Changes in air density with altitude
(see p. 34 in the ClassNotes)
We've spent a lot of time (too much?)
looking at air pressure and how it changes with
altitude. Next we'll consider air density.
How does air density change with increasing
altitude? You should know the answer to that
question. You get out of breath more
easily at high altitude than at sea level. Air
gets thinner (less dense) at higher altitude. A
lungful of air at high altitude just doesn't contain as many
oxygen molecules as it does at lower altitude or at sea
level.
It would be nice to also understand why air density
decreases with increasing altitude.
The people pyramid reminds you that there is more
weight, more pressure, at the bottom of the atmosphere than
there is higher up.
Layers of air are not solid and rigid like in a stack of
bricks. Layers of air are more like mattresses stacked
on top of each other. Mattresses are
compressible, bricks (and people) aren't. Mattresses
are also reasonably heavy, the mattress at the bottom of the
pile would be squished by the weight of the three mattresses
above. This is shown at right. The mattresses
higher up aren't compressed as much because there is less
weight remaining above. The same is true with layers
of air in the atmosphere.
The statement above is at the top of p. 34 in the photocopied
ClassNotes. I've redrawn the figure found at the bottom
of p. 34 below.
There's a surprising amount of information in this figure and
it is worth spending a minute or two looking for it and
thinking about it.
1. You can first notice and remember that pressure
decreases with increasing altitude. 1000 mb at the
bottom decreases to 700 mb at the top of the picture.
You should be able to explain why this happens.
2. Each layer of air contains the same amount (mass)
of air. This is a fairly subtle point. You can
tell because the pressure drops by the same amount, 100 mb, as
you move upward through each layer. Pressure depends on
weight. So if all the pressure changes are equal, the
weights of each of the layers must be the same. Each of
the layers must contain the same amount (mass) of air (each
layer contains 10% of the air in the atmosphere).
3. The densest air is found at the bottom of the
picture. The bottom layer is compressed the most because
it is supporting the weight of all of the rest of the
atmosphere. It is the thinnest layer in the picture and
the layer with the smallest volume. Since each layer has
the same amount of air (same mass) and the bottom layer has
the smallest volume it must have the highest density.
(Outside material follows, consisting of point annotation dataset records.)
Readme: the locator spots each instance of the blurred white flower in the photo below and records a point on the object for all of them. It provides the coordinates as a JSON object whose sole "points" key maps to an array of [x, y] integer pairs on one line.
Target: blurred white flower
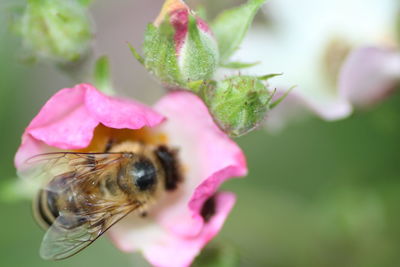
{"points": [[310, 41]]}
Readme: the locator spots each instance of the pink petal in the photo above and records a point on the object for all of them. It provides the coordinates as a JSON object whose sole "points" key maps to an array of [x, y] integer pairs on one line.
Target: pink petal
{"points": [[369, 74], [119, 113], [208, 155], [163, 248], [68, 119]]}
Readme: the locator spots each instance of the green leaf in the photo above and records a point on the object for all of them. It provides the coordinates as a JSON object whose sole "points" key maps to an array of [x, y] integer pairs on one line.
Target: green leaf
{"points": [[85, 2], [102, 76], [269, 76], [238, 104], [199, 56], [239, 65], [136, 54], [231, 26], [279, 100], [159, 54]]}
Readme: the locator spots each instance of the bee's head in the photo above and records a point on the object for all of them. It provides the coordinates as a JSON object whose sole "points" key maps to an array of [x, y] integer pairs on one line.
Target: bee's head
{"points": [[144, 174]]}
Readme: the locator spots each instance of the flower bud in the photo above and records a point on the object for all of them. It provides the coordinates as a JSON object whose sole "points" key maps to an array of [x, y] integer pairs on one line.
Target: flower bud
{"points": [[179, 47], [238, 104], [56, 30]]}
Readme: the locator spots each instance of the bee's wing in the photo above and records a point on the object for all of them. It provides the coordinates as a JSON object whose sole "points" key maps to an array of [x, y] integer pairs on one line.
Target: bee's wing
{"points": [[72, 230], [74, 167], [60, 242]]}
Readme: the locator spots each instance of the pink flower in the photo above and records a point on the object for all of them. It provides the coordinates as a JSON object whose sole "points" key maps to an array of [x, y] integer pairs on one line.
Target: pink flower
{"points": [[176, 228]]}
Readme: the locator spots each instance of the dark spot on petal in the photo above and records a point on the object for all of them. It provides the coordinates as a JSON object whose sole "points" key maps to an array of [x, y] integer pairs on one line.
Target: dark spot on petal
{"points": [[209, 208], [144, 174]]}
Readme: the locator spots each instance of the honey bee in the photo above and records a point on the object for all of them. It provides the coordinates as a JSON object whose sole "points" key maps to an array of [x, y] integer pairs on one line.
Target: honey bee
{"points": [[84, 194]]}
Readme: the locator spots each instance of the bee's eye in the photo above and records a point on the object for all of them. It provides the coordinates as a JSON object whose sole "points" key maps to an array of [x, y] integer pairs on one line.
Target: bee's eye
{"points": [[144, 174]]}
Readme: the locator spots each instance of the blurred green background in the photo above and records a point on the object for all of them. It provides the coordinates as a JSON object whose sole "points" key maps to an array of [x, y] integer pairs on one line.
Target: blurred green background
{"points": [[318, 193]]}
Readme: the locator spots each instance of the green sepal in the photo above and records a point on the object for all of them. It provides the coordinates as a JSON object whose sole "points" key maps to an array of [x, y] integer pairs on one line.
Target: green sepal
{"points": [[238, 104], [199, 56], [269, 76], [239, 65], [85, 3], [280, 99], [102, 76], [231, 26], [134, 52], [159, 54]]}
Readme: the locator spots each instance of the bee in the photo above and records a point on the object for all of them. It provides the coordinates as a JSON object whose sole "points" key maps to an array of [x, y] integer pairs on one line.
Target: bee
{"points": [[84, 194]]}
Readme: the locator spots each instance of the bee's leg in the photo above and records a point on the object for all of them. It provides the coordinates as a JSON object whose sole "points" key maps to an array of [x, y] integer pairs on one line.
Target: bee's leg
{"points": [[109, 145]]}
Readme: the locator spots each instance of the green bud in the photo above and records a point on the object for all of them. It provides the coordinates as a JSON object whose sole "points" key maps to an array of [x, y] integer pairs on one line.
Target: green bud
{"points": [[238, 104], [179, 47], [56, 30]]}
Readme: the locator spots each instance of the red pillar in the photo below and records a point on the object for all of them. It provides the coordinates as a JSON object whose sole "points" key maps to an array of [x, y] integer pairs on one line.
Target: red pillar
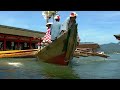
{"points": [[30, 43], [4, 46], [18, 43]]}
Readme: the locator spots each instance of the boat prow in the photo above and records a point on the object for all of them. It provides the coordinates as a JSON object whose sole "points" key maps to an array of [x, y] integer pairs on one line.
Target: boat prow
{"points": [[61, 50]]}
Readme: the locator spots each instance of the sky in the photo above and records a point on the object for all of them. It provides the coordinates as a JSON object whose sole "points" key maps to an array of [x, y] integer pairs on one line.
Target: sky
{"points": [[93, 26]]}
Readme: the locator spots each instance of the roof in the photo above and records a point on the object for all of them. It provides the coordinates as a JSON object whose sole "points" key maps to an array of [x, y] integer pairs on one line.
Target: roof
{"points": [[94, 46], [20, 31]]}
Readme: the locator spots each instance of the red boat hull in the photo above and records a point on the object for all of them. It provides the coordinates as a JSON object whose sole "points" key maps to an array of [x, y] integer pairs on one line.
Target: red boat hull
{"points": [[61, 50]]}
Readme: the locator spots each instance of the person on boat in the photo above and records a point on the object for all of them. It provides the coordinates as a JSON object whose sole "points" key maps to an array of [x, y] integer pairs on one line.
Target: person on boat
{"points": [[55, 28], [68, 23], [46, 40]]}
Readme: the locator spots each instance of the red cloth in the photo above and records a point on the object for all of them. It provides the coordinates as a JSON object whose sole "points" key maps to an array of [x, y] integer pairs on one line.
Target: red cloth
{"points": [[47, 37]]}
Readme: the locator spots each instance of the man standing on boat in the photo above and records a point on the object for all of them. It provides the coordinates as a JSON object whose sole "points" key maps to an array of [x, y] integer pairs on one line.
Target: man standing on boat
{"points": [[68, 23], [55, 28], [47, 38]]}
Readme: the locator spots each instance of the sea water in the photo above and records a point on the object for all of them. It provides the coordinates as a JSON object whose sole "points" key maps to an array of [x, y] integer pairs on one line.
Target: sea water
{"points": [[79, 68]]}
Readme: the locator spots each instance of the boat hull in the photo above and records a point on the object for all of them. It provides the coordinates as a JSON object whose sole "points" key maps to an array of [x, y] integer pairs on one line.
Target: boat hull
{"points": [[61, 50]]}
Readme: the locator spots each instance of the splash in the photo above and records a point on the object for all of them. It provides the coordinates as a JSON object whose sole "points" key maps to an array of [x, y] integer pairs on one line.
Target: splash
{"points": [[18, 64]]}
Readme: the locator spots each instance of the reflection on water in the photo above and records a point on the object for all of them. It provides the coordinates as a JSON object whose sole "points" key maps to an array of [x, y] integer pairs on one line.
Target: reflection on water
{"points": [[30, 68], [83, 68], [97, 68]]}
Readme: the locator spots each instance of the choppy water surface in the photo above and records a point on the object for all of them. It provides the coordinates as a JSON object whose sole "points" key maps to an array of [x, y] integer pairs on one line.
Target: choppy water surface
{"points": [[79, 68], [97, 67]]}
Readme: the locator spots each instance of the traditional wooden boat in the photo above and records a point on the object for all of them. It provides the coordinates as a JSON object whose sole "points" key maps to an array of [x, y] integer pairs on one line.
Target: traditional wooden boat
{"points": [[18, 53], [61, 50]]}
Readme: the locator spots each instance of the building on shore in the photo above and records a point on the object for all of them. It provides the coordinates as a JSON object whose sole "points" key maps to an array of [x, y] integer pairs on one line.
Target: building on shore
{"points": [[13, 38]]}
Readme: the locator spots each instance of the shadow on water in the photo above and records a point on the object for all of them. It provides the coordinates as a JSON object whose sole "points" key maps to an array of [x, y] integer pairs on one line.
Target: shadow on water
{"points": [[53, 71], [31, 68], [97, 67]]}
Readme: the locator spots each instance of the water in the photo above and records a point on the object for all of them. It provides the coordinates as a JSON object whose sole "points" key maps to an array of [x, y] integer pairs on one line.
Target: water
{"points": [[97, 67], [79, 68], [31, 68]]}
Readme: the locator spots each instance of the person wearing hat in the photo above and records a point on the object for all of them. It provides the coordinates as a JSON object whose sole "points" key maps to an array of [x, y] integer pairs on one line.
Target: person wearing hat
{"points": [[46, 40], [55, 28], [68, 23]]}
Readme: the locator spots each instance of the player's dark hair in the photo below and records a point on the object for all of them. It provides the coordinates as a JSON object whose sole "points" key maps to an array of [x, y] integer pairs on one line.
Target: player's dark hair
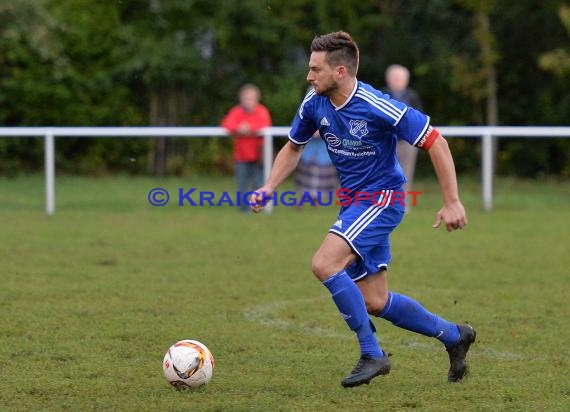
{"points": [[340, 48]]}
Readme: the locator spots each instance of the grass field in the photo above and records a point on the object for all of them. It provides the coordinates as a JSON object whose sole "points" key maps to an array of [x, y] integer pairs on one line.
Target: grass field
{"points": [[91, 297]]}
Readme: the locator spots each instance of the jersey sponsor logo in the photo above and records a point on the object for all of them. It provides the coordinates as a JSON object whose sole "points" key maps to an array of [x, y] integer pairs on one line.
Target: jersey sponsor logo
{"points": [[332, 140], [358, 128]]}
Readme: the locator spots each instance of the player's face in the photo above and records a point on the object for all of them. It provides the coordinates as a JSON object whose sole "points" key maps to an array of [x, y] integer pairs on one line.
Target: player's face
{"points": [[321, 75]]}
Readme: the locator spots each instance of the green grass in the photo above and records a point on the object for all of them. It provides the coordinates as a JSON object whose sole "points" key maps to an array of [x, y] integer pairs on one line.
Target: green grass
{"points": [[91, 297]]}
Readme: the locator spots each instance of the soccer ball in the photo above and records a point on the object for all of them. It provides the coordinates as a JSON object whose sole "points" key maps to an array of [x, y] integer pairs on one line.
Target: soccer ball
{"points": [[188, 364]]}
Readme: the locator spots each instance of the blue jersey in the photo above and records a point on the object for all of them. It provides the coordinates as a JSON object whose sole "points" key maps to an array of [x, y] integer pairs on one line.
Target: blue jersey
{"points": [[361, 135]]}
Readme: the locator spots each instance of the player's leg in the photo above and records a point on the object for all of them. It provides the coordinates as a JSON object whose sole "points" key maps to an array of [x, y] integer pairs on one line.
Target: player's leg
{"points": [[407, 155], [328, 266], [407, 313]]}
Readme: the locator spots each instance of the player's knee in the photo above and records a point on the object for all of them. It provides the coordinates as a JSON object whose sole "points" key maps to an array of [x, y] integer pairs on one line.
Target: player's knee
{"points": [[323, 268]]}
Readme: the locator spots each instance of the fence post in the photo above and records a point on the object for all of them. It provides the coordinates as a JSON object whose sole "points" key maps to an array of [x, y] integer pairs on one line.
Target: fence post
{"points": [[487, 170], [50, 172], [267, 160]]}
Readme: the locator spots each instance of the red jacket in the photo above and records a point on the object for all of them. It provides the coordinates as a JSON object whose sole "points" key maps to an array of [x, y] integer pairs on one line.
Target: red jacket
{"points": [[247, 148]]}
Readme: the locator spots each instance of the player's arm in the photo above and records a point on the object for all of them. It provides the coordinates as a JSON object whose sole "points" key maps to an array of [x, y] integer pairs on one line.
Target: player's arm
{"points": [[452, 212], [285, 163]]}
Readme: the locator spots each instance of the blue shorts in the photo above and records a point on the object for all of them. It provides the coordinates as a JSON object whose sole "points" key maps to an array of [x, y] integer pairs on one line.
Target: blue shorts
{"points": [[366, 227]]}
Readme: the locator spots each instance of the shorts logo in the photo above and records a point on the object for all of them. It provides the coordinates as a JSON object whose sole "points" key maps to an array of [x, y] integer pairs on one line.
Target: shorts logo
{"points": [[332, 140], [358, 128]]}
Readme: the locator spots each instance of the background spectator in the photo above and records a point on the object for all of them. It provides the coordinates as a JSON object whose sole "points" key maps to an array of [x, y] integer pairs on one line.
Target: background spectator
{"points": [[244, 121]]}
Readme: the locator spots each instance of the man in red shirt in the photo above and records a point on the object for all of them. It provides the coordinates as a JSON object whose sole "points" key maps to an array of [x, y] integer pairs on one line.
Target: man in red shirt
{"points": [[244, 122]]}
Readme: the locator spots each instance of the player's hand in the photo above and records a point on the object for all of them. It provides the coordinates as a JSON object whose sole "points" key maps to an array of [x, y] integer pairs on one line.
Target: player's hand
{"points": [[259, 199], [453, 215]]}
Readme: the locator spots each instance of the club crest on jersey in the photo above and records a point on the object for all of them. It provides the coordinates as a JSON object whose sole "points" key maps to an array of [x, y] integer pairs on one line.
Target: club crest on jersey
{"points": [[358, 128], [332, 140]]}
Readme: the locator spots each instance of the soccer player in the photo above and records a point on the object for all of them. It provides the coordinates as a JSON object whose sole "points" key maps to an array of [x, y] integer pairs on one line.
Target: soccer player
{"points": [[361, 127]]}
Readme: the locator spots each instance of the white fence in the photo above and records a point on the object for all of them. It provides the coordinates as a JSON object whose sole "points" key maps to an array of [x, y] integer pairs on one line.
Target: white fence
{"points": [[486, 133]]}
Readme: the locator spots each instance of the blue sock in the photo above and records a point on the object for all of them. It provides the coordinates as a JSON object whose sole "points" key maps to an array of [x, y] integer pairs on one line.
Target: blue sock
{"points": [[352, 308], [406, 313]]}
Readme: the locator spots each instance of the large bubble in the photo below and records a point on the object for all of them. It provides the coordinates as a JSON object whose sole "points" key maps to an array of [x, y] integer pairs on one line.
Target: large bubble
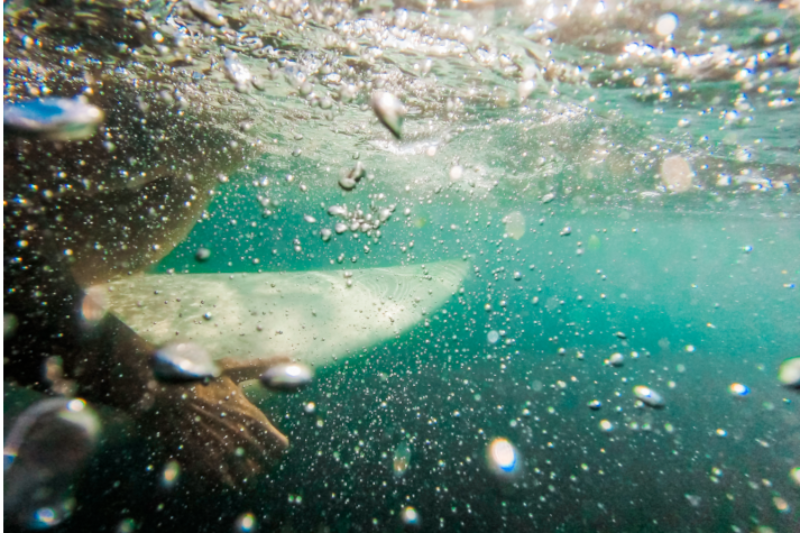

The top layer has the same amount of air but about twice the
volume. It therefore has a lower density (half the
density of the air at sea level). Density is decreasing
with increasing altitude. That's the main point in
this figure.
4. A final point that you shouldn't worry too much about
yet. Pressure decreases 100 mb in a fairly
short vertical distance in the bottom layer of the picture - a
rapid rate of decrease with altitude. The same 100 mb
drop takes place in about twice the vertical distance in the
top layer in the picture - a smaller rate of decrease with
altitude. Pressure is decreasing most
rapidly with increasing altitude in the densest air in the
bottom layer. We'll make use of this concept again at
the end of the semester when we try to figure out why/how
hurricanes intensify and get as strong as they do.